Search engines are programs that search documents for specified keywords and return a list of the documents where the keywords were found. A search engine is really a general class of programs; however, the term is often used to specifically describe systems like Google, Bing and Yahoo! Search that enable users to search for documents on the World Wide Web.
Web Search Engines
Typically, Web search engines work by sending out a spider to fetch as many documents as possible. Another program, called an indexer, then reads these documents and creates an index based on the words contained in each document. Each search engine uses a proprietary algorithm to create its indices such that, ideally, only meaningful results are returned for each query.
HOW DO WEB SEARCH ENGINES WORK?
Search engines are the key to finding specific information on the vast expanse of the World Wide Web. Without sophisticated search engines, it would be virtually impossible to locate anything on the Web without knowing a specific URL. But do you know how search engines work?

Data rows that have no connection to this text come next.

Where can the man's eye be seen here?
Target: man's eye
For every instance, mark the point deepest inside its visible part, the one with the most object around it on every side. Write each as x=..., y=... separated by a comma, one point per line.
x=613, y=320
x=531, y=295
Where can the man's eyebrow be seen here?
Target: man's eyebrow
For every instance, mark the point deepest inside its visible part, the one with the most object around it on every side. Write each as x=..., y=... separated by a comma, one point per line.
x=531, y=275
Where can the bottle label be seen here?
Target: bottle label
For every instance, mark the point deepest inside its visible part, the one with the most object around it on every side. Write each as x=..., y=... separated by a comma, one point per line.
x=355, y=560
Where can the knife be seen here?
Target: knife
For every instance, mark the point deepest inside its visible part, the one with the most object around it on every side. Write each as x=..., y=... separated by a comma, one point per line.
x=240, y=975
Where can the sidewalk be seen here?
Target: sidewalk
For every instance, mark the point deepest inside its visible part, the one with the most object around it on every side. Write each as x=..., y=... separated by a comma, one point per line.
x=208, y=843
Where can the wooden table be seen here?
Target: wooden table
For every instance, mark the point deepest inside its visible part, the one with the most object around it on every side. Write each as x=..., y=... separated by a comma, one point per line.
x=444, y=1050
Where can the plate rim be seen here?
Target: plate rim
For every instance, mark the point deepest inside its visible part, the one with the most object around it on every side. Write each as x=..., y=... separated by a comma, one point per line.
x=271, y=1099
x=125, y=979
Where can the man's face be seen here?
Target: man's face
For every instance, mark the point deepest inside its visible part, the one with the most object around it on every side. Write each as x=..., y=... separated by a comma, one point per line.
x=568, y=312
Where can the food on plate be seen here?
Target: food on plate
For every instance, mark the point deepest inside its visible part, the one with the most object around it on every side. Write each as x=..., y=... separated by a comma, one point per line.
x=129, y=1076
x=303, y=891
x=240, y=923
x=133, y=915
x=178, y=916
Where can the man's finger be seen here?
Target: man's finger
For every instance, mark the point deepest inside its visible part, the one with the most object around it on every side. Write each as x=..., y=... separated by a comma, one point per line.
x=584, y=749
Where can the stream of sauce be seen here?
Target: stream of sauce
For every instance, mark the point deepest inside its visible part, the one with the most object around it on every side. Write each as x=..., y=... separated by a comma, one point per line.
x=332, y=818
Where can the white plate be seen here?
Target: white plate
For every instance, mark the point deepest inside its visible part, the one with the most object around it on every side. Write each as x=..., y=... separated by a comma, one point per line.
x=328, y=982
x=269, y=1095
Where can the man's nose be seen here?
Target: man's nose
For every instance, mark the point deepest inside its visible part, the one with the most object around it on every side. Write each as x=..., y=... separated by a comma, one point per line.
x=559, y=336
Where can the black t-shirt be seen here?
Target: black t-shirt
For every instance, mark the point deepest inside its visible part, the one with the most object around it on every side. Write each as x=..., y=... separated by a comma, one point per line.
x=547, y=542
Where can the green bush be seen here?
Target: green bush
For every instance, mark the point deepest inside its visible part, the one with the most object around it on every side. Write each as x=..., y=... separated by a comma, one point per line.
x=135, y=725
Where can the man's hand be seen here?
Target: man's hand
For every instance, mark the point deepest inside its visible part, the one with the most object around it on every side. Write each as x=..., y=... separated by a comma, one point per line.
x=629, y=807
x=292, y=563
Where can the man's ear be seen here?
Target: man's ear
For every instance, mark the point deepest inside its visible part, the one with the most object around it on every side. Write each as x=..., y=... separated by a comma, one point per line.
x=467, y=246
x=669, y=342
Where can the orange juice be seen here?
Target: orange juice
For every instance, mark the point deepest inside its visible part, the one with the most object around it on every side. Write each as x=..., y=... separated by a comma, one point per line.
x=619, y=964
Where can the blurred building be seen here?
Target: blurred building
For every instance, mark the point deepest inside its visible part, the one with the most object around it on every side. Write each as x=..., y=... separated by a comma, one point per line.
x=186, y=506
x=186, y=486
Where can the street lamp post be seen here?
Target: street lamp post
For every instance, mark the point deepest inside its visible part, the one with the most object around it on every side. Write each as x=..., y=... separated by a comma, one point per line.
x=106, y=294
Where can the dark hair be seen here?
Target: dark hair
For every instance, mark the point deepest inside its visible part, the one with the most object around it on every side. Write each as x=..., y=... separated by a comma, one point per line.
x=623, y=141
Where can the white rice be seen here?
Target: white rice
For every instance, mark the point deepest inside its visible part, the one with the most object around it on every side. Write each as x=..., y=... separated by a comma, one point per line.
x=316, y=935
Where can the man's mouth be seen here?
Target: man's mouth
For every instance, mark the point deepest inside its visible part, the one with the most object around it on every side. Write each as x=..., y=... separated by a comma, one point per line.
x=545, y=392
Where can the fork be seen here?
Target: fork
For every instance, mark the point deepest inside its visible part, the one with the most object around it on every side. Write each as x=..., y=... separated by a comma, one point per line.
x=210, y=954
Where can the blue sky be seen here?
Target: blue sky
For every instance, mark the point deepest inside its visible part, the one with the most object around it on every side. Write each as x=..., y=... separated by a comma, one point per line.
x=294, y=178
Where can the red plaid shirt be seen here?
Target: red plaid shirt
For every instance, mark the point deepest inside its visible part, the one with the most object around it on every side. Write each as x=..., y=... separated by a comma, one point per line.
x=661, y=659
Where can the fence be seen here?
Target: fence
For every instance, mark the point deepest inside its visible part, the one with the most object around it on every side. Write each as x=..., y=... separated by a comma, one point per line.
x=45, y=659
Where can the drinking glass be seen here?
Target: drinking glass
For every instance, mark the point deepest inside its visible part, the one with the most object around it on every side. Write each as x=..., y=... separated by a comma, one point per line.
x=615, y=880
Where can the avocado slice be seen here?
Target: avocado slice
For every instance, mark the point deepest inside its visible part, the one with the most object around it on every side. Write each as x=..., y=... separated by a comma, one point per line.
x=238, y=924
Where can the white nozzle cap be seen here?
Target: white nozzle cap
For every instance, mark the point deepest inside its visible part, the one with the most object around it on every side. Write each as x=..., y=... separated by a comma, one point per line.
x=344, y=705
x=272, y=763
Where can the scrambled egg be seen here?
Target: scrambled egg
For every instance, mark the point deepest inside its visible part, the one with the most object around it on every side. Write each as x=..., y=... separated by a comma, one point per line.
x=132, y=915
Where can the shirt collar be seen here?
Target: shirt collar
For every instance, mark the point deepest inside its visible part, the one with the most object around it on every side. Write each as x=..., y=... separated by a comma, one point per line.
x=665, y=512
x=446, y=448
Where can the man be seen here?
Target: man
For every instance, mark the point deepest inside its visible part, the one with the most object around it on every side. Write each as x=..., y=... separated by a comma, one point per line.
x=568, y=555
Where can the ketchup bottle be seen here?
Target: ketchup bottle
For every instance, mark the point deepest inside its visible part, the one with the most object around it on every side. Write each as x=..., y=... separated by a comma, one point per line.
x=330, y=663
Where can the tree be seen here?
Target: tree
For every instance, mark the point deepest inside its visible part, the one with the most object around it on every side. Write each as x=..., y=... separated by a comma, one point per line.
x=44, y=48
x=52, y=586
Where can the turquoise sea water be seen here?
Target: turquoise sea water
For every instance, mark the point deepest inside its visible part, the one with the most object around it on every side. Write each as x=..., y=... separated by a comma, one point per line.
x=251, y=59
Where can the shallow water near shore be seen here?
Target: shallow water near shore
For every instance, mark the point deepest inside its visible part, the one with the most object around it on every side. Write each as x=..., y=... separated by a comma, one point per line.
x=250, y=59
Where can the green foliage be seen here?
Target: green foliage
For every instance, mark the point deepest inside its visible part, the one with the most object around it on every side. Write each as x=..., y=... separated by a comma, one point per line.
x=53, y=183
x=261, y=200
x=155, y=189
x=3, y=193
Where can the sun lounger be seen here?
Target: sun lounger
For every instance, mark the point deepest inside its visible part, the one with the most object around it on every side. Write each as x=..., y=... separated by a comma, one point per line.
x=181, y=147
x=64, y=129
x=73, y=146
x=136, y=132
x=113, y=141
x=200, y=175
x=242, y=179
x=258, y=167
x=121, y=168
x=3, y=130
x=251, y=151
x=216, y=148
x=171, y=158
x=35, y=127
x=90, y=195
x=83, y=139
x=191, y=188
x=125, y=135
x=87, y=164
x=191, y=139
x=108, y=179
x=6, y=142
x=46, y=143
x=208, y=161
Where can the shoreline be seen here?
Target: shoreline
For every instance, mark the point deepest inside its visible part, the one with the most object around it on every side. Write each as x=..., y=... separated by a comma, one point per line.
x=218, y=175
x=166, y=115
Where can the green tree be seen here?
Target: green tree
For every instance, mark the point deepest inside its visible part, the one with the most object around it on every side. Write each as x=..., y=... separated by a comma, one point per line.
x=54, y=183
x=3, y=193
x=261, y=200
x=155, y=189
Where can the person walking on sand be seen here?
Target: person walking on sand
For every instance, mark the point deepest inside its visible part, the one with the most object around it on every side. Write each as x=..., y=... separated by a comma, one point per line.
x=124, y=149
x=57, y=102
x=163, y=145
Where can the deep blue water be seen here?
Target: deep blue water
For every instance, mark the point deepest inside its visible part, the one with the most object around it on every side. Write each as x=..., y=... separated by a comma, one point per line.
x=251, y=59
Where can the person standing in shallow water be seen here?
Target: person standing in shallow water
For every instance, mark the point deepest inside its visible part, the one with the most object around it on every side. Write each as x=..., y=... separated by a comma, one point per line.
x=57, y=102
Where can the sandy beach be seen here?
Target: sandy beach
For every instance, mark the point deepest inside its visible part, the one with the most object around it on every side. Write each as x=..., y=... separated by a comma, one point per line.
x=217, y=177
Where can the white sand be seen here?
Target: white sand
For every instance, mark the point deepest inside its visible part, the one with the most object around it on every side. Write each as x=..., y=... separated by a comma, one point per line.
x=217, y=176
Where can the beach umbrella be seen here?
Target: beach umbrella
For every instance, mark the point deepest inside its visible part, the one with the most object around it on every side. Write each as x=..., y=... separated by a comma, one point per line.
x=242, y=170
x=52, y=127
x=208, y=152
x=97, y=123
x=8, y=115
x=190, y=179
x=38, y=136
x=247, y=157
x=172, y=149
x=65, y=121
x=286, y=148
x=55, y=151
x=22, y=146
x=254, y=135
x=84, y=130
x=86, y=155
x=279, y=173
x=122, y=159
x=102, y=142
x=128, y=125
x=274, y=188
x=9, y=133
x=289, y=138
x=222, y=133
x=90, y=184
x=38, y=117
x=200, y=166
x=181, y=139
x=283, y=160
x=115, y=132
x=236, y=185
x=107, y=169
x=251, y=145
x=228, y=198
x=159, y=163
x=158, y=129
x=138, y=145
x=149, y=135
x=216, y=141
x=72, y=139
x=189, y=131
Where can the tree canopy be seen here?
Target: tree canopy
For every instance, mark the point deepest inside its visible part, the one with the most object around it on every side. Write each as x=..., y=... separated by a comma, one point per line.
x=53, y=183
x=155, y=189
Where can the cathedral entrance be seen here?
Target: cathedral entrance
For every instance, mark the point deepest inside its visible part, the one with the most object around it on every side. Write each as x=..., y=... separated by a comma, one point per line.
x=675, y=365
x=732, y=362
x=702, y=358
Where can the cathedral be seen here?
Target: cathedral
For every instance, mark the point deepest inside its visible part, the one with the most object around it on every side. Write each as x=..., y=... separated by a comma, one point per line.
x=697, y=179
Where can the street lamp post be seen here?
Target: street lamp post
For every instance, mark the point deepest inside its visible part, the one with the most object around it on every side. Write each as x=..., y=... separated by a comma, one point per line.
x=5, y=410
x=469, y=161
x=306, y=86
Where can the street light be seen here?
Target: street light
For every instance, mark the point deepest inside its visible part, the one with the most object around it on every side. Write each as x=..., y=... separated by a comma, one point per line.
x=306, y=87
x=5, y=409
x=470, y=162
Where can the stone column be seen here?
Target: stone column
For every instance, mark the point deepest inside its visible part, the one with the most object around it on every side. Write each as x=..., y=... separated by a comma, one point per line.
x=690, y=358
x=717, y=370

And do you know what makes some search engines more effective than others?
When people use the term search engine in relation to the Web, they are usually referring to the actual search forms that search through databases of HTML documents, initially gathered by a robot.
There are basically three types of search engines: Those that are powered by robots (called crawlers; ants or spiders) and those that are powered by human submissions; and those that are a hybrid of the two.
Crawler-based search engines are those that use automated software agents (called crawlers) that visit a Web site, read the information on the actual site, read the site's meta tags and also follow the links that the site connects to performing indexing on all linked Web sites as well. The crawler returns all that information back to a central depository, where the data is indexed. The crawler will periodically return to the sites to check for any information that has changed. The frequency with which this happens is determined by the administrators of the search engine.
Human-powered search engines rely on humans to submit information that is subsequently indexed and catalogued. Only information that is submitted is put into the index.
In both cases, when you query a search engine to locate information, you're actually searching through the index that the search engine has created —you are not actually searching the Web. These indices are giant databases of information that is collected and stored and subsequently searched. This explains why sometimes a search on a commercial search engine, such as Yahoo! or Google, will return results that are, in fact, dead links. Since the search results are based on the index, if the index hasn't been updated since a Web page became invalid the search engine treats the page as still an active link even though it no longer is. It will remain that way until the index is updated.